Add a New Data Source

This skill adds complete Snowflake infrastructure for a new data source, following the pattern used for existing loader databases.

When to Use

Adding a new data loader tool (e.g. Fivetran, Stitch, a custom loader)
Adding a new category of data that needs its own database
Setting up infrastructure before building ingestion pipelines

Before You Start

Gather the following information:

Loader tool name - used for database and service account naming (e.g. FIVETRAN)
Schema names - one per data source (e.g. HUBSPOT, STRIPE, SALESFORCE)
Whether the loader needs a storage integration - S3 access for file-based loading
Whether to use Snowpipe - auto-ingest from S3 vs direct loading
Whether the loader needs an AWS secret - credentials for the service account

Reference: Existing Data Sources

Read snowflake/config/databases.tf and snowflake/config/users.tf for existing patterns:

Database	Service Account	Schemas	Pattern
`DLT`	`SVC_DLT`	OPEN_EXCHANGE_RATES, APPLICATION_DATA, HUBSPOT	Direct load via dlt
`SNOWPIPE`	(none - auto-ingest)	OPEN_EXCHANGE_RATES	S3 auto-ingest
`AIRBYTE`	`SVC_AIRBYTE`	HUBSPOT	Connector load via Airbyte
`STREAMING`	`SVC_KAFKA_CONNECTOR`	ORDER_EVENTS	Kafka sink connector

Steps

1. Create the Database

Add to snowflake/config/databases.tf:

module "database_<loader>" {
  source = "./modules/snowflake_database"

  providers = {
    snowflake.sys_admin      = snowflake.sys_admin
    snowflake.security_admin = snowflake.security_admin
  }

  database_name    = "<LOADER>"
  database_comment = "Raw data loaded by <loader>."
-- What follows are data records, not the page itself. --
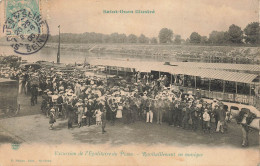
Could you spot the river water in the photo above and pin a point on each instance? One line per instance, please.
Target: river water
(68, 56)
(9, 104)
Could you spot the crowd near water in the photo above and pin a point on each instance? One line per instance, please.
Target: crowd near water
(92, 100)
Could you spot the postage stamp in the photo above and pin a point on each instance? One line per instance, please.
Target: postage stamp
(25, 29)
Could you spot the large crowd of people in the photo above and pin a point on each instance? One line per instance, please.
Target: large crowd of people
(91, 100)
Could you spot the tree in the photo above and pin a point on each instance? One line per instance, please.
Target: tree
(204, 40)
(143, 39)
(154, 40)
(195, 37)
(217, 37)
(177, 39)
(132, 38)
(252, 33)
(165, 35)
(235, 34)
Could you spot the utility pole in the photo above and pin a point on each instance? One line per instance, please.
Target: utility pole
(58, 55)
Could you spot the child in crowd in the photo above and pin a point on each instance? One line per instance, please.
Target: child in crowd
(206, 121)
(98, 114)
(52, 118)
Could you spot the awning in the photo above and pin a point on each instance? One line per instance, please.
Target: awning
(219, 66)
(180, 70)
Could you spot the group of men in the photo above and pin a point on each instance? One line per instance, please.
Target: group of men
(86, 100)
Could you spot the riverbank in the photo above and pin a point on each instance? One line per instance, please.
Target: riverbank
(210, 54)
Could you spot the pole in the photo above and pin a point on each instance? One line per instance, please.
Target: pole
(224, 84)
(195, 82)
(250, 90)
(171, 79)
(236, 87)
(209, 84)
(58, 55)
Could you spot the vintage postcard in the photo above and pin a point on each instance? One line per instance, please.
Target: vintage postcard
(119, 82)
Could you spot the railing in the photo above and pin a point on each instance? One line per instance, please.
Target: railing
(232, 97)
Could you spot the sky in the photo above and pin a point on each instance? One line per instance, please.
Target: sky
(181, 16)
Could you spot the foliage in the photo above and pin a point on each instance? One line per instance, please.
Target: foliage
(235, 34)
(177, 39)
(165, 35)
(195, 38)
(132, 38)
(252, 33)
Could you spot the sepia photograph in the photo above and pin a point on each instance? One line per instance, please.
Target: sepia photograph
(117, 82)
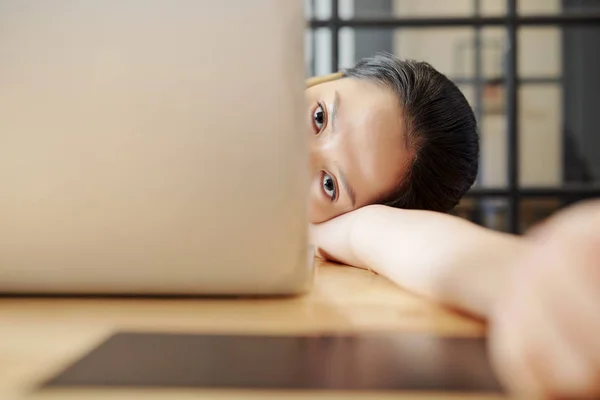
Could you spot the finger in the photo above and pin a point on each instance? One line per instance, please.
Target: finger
(552, 362)
(570, 286)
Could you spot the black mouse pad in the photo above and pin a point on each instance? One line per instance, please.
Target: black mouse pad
(364, 362)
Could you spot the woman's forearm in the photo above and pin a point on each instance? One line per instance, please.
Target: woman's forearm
(444, 257)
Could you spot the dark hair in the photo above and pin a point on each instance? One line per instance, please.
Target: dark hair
(440, 128)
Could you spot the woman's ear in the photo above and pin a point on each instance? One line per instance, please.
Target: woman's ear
(316, 80)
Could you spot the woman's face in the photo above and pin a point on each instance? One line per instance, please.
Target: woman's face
(358, 151)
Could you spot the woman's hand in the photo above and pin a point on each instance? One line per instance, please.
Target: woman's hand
(545, 330)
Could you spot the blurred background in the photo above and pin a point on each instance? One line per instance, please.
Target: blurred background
(529, 68)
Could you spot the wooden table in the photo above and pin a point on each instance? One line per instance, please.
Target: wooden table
(41, 336)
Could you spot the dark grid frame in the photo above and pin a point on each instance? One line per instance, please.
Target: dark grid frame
(513, 192)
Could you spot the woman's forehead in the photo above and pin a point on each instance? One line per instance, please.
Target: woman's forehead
(370, 117)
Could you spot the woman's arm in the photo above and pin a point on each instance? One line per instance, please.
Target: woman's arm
(444, 257)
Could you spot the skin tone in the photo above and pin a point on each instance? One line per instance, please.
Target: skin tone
(540, 292)
(358, 151)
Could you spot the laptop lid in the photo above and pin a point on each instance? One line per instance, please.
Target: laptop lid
(152, 146)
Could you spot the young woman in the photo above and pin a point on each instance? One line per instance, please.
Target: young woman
(399, 134)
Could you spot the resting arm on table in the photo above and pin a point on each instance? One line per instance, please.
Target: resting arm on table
(541, 293)
(438, 255)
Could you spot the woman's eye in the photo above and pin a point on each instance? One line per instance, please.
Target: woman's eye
(319, 118)
(329, 186)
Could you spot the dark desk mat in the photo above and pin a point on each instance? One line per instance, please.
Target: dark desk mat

  grant_reader_to_account_roles = [
    module.role_analytics_sources_reader.role_name,
  ]
  grant_writer_to_account_roles = [
    module.user_svc_<loader>.user_default_role,
  ]
}

Replace <LOADER> with the tool name in UPPER_CASE and <loader> in lowercase.

The database module automatically creates <LOADER>_DB_READER and <LOADER>_DB_WRITER database roles. Granting the reader to ANALYTICS_SOURCES_READER maintains the reader access chain so downstream developers and transformers can query the data.

2. Create the Service Account

Add to snowflake/config/users.tf:

module "user_svc_<loader>" {
  source = "./modules/snowflake_user"

  providers = {
    snowflake.security_admin = snowflake.security_admin
    snowflake.user_admin     = snowflake.user_admin
  }

  user_name                  = "SVC_<LOADER>"
  user_display_name          = "<Loader> Service Account"
  user_comment               = "Service account for <loader> data loading."
  user_is_service_account    = true
  user_create_dedicated_role = true
  user_default_warehouse     = module.warehouse_loading.warehouse_name

  user_additional_roles = []
}

Setting user_create_dedicated_role = true creates a role named SVC_<LOADER> that the database module can reference for writer grants.

3. Create Schemas

Add to snowflake/config/schemas.tf (or the relevant file where schemas are defined):

module "schema_<loader>_<source>" {
  source = "./modules/snowflake_schema"

  providers = {
    snowflake.sys_admin      = snowflake.sys_admin
    snowflake.security_admin = snowflake.security_admin
  }

  database_name  = module.database_<loader>.database_name
  schema_name    = "<SOURCE>"
  schema_comment = "Data from <source> loaded by <loader>."
}

Repeat for each schema (data source) within the database.

4. Add AWS Secrets Manager Container (if Needed)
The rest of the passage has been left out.